Die erste Englisch-Lektion – sowohl für die Lehrerin als auch für einige Schülerinnen und Schüler. (Bild: jw)

Mit dem gestrigen Start des Schuljahres hat für zahlreiche Erstklässlerinnen und Erstklässler ein neuer Lebensabschnitt begonnen. Nicht nur sie werden dabei eine gehörige Nervosität verspürt haben, denn auch viele Lehrpersonen haben gestern ihre ersten Lektionen erteilt. Zu ihnen gehört auch Valentina Flütsch, die in der Mittelstufe der altersdurchmischten Schule Reute unterrichtet. Die 27jährige Bündnerin brachte ihre Gemütslage gegenüber ihrer Klasse auf den Punkt: «Heute ist mein zweiter erster Schultag.»

Von der Piste ins Klassenzimmer

Den Weg nach Reute hat Flütsch über Umwege gefunden: Ursprünglich wollte sie Skirennfahrerin werden und besuchte dazu die Sporthandelsschule in Davos. Als es mit der Sport-Karriere nicht klappen wollte, arbeitete sie erst zwei Jahre im kaufmännischen Bereich und trat danach die Ausbildung zur Lehrerin an der Pädagogischen Hochschule Graubünden an. Der schönen Gegend wegen hat es Valentina Flütsch von St. Antönien nun ins Appenzeller Vorderland verschlagen. «Viele meiner Bündner Bekannten haben mich ob dieser Entscheidung schräg angeguckt», sagt sie mit einem Lächeln.

In Reute unterrichtet die junge Lehrerin nun zusammen mit David Mühlbacher, der dort bereits seit zwölf Jahren arbeitet, die 29köpfige Mittelstufenklasse. Unterstützt werden sie dabei von der Praktikantin Stéphanie Frei.

Nachdem sich die neue Lehrerin den Schulkindern vorgestellt hat und nach einem spielerischen Kennenlernen beginnt für sie die «Schonfrist». Kollege David Mühlbacher übernimmt das Zepter und rüstet die Schülerinnen und Schüler mit Heften und Stiften aus, während Flütsch den jüngeren Kindern ihr Schulzimmer zeigt.

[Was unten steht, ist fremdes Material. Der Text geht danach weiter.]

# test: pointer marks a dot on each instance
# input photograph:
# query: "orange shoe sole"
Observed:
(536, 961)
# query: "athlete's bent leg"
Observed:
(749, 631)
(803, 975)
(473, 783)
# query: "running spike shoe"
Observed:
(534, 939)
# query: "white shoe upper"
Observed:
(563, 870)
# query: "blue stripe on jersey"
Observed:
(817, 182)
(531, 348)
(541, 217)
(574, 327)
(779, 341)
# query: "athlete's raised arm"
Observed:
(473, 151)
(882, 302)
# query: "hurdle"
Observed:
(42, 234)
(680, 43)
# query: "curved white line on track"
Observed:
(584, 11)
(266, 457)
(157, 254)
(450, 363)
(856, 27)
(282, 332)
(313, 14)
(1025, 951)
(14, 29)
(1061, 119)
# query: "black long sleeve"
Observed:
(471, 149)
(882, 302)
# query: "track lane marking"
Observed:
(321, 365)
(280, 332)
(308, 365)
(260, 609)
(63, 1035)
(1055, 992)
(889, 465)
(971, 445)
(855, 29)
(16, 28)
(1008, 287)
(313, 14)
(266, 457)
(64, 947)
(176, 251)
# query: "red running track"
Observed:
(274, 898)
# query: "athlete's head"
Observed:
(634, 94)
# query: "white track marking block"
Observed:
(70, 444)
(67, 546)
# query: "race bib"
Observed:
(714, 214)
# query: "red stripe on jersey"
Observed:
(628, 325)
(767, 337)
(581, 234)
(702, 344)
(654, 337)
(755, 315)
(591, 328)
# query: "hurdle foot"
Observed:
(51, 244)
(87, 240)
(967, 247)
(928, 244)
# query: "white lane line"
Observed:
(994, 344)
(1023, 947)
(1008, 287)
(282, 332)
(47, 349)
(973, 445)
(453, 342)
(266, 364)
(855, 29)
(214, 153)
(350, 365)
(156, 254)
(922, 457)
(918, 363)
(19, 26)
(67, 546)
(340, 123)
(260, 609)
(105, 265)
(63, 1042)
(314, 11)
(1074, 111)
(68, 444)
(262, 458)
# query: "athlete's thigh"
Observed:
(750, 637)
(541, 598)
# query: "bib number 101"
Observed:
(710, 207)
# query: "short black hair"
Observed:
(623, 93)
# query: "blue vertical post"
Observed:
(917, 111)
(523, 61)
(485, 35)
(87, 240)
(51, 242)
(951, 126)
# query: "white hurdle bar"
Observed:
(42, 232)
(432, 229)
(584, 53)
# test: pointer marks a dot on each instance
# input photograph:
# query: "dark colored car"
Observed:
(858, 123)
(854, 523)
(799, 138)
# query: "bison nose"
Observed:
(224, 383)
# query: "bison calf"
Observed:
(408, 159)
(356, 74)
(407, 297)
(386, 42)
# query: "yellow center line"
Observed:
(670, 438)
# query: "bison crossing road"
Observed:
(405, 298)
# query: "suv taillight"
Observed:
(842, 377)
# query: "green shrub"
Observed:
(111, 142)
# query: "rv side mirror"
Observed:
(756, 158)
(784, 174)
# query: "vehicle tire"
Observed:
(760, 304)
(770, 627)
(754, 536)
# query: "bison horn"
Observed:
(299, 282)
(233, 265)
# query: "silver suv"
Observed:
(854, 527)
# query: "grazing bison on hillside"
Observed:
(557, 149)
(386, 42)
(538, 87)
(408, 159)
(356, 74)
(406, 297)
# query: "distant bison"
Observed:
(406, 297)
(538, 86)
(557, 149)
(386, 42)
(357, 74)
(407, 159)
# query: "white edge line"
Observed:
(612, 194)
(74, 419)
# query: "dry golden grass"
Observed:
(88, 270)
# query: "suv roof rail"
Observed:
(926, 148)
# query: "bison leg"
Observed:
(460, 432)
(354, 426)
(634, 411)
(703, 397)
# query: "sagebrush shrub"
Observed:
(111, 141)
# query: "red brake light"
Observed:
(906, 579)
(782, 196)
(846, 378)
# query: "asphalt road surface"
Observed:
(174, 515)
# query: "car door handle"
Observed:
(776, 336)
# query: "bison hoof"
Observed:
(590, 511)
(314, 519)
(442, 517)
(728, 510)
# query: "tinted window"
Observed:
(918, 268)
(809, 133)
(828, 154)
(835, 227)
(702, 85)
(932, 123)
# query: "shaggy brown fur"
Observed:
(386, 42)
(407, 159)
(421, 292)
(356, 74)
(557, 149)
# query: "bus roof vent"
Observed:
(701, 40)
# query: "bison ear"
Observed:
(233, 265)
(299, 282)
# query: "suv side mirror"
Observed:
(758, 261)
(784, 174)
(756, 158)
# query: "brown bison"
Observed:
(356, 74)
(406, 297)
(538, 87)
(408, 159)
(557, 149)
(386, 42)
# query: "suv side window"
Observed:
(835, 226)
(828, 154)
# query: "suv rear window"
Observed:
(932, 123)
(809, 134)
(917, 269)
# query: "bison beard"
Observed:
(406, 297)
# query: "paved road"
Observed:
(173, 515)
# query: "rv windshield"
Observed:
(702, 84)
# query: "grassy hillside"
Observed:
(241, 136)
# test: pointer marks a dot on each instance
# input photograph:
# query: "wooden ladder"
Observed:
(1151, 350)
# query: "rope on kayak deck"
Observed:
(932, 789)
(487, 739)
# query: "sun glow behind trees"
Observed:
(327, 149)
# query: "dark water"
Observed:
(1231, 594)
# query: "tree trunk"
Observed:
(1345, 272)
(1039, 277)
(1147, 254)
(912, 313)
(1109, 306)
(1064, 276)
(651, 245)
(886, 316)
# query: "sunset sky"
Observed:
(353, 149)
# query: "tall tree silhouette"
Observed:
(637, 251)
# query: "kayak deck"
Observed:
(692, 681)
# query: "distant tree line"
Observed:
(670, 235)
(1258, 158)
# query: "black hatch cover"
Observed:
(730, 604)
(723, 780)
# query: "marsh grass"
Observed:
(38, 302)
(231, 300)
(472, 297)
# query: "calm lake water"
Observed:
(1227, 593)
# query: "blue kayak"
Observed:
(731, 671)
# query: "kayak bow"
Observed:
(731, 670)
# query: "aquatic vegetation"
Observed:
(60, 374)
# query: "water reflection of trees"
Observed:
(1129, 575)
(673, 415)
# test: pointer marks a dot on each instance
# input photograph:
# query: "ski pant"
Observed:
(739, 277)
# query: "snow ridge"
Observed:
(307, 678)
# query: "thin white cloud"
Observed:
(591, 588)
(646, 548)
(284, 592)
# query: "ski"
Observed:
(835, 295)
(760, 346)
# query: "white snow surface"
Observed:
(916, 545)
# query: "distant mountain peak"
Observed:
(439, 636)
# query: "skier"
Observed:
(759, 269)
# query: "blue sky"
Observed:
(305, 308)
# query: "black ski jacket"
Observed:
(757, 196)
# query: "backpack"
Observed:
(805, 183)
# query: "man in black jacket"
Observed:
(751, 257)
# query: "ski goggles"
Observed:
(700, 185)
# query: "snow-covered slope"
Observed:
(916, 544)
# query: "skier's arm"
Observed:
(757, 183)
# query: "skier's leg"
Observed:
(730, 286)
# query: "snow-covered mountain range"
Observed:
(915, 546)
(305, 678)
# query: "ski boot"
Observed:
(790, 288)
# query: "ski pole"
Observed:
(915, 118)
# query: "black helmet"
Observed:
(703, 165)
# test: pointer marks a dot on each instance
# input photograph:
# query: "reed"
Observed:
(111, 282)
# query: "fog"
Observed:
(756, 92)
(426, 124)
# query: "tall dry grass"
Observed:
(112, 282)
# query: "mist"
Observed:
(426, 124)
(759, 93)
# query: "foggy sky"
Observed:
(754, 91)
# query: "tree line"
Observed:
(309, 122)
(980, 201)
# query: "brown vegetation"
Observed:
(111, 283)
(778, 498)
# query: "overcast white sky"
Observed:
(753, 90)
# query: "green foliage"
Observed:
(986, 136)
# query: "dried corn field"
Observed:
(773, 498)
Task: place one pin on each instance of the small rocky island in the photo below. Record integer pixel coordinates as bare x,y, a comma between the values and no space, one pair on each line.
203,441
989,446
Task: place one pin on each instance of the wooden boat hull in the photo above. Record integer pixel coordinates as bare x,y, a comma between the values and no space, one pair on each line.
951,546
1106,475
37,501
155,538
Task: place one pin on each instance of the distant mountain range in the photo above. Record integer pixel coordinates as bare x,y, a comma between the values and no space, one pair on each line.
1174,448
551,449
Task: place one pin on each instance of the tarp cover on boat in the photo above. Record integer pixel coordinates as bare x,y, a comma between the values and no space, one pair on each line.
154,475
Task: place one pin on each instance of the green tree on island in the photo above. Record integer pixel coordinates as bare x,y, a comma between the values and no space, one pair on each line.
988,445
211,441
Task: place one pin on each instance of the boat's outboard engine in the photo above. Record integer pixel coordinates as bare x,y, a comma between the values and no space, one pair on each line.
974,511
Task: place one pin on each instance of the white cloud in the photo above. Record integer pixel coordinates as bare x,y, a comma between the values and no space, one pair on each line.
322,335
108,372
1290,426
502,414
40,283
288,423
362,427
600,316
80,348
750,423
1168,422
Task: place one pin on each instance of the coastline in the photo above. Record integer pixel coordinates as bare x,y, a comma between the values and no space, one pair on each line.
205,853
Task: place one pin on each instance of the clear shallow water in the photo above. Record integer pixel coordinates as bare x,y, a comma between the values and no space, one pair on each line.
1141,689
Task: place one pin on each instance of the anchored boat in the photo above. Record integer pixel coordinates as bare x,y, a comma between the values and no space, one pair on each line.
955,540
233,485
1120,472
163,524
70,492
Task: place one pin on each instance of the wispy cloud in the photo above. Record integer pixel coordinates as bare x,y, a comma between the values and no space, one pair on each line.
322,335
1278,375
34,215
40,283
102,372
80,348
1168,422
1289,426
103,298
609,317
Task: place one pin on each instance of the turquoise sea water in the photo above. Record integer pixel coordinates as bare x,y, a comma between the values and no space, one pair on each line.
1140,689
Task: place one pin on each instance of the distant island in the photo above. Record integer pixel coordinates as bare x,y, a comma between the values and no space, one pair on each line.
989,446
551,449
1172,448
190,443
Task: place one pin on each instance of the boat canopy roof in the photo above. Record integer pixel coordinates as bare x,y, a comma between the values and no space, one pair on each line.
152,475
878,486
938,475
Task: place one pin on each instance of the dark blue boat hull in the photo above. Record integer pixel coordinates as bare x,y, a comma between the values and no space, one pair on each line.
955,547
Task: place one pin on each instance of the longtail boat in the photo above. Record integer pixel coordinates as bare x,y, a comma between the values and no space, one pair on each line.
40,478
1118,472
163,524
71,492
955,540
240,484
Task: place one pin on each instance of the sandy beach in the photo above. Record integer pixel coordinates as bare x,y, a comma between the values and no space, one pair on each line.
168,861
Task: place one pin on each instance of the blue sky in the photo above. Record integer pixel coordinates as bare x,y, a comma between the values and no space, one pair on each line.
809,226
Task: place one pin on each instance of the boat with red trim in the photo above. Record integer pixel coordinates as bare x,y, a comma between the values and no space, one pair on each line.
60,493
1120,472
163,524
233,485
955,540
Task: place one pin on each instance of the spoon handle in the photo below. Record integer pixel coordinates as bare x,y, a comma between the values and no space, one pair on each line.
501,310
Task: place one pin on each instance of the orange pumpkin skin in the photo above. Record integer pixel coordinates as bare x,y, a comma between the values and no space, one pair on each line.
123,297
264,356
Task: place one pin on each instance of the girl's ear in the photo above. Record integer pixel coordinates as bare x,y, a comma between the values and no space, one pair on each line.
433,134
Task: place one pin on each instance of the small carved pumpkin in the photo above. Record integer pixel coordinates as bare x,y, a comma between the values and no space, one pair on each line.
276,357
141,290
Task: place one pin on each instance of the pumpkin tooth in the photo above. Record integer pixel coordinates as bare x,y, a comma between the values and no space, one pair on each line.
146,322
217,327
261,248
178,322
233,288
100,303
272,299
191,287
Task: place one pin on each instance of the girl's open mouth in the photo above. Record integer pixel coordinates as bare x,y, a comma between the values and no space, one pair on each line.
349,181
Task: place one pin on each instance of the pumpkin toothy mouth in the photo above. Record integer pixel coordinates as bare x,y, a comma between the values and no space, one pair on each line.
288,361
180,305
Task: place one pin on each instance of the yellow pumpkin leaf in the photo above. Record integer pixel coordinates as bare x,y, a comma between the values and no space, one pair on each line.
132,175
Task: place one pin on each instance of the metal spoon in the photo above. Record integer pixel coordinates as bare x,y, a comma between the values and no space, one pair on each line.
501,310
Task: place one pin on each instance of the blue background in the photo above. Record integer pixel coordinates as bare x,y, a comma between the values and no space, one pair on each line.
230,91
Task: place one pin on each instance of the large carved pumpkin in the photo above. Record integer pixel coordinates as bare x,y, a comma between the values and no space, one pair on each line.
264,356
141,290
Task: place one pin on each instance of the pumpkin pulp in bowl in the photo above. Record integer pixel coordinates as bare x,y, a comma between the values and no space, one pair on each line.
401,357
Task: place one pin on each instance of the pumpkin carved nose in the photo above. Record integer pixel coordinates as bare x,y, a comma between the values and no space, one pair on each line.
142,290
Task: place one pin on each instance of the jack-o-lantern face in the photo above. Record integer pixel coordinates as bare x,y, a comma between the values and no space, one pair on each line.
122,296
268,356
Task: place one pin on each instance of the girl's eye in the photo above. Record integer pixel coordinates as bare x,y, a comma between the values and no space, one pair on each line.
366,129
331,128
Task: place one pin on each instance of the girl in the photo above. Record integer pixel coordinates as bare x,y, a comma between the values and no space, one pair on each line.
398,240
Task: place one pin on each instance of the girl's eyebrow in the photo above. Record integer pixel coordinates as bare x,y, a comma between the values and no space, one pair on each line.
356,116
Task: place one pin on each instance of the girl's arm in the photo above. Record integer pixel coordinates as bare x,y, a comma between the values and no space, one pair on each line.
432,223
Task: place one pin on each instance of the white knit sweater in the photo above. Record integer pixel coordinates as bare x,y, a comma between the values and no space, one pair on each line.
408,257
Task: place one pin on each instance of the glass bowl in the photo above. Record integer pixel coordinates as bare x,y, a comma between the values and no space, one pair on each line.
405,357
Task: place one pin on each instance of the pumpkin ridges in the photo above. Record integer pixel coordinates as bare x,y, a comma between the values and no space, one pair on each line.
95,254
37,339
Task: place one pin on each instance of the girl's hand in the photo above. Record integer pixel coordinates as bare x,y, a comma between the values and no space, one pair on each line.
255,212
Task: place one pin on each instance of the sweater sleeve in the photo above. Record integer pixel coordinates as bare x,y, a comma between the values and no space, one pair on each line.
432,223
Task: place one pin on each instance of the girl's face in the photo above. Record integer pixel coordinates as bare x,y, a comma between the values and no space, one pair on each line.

Alltag beginnt mit «Ufzgi»

Mit den Englisch-Lektionen nach der Pause steht die «Feuertaufe» für die frischgebackene Lehrerin an. Da am ersten Schultag allerdings alles etwas anders läuft, unterrichtet sie die Lerngruppen A und B (3.- und 4.-Klässler) sowie C und D (5.- und 6.-Klässler) jeweils lediglich eine halbe Stunde. «Now we make a little game», sagt Flütsch, um gleich auf Deutsch nachzuschieben, dass ein Spiel ansteht. Für die Jüngeren unter den Kindern ist es ebenfalls die erste Englisch-Lektion. Ihnen ist anzumerken, dass sich die fremden Worte im Mund noch ungewohnt anfühlen. Um sie besser zu verinnerlichen, versieht die Lehrerin die Einrichtungsgegenstände im Schulzimmer mit Kärtchen, auf denen die entsprechenden englischen Begriffe stehen. Dann teilt Valentina Flütsch den Kindern ihre Englisch-Bücher aus, womit nach einem spielerischen Einstieg der Schulalltag definitiv beginnt: Denn auch die ersten Hausaufgaben werden vergeben.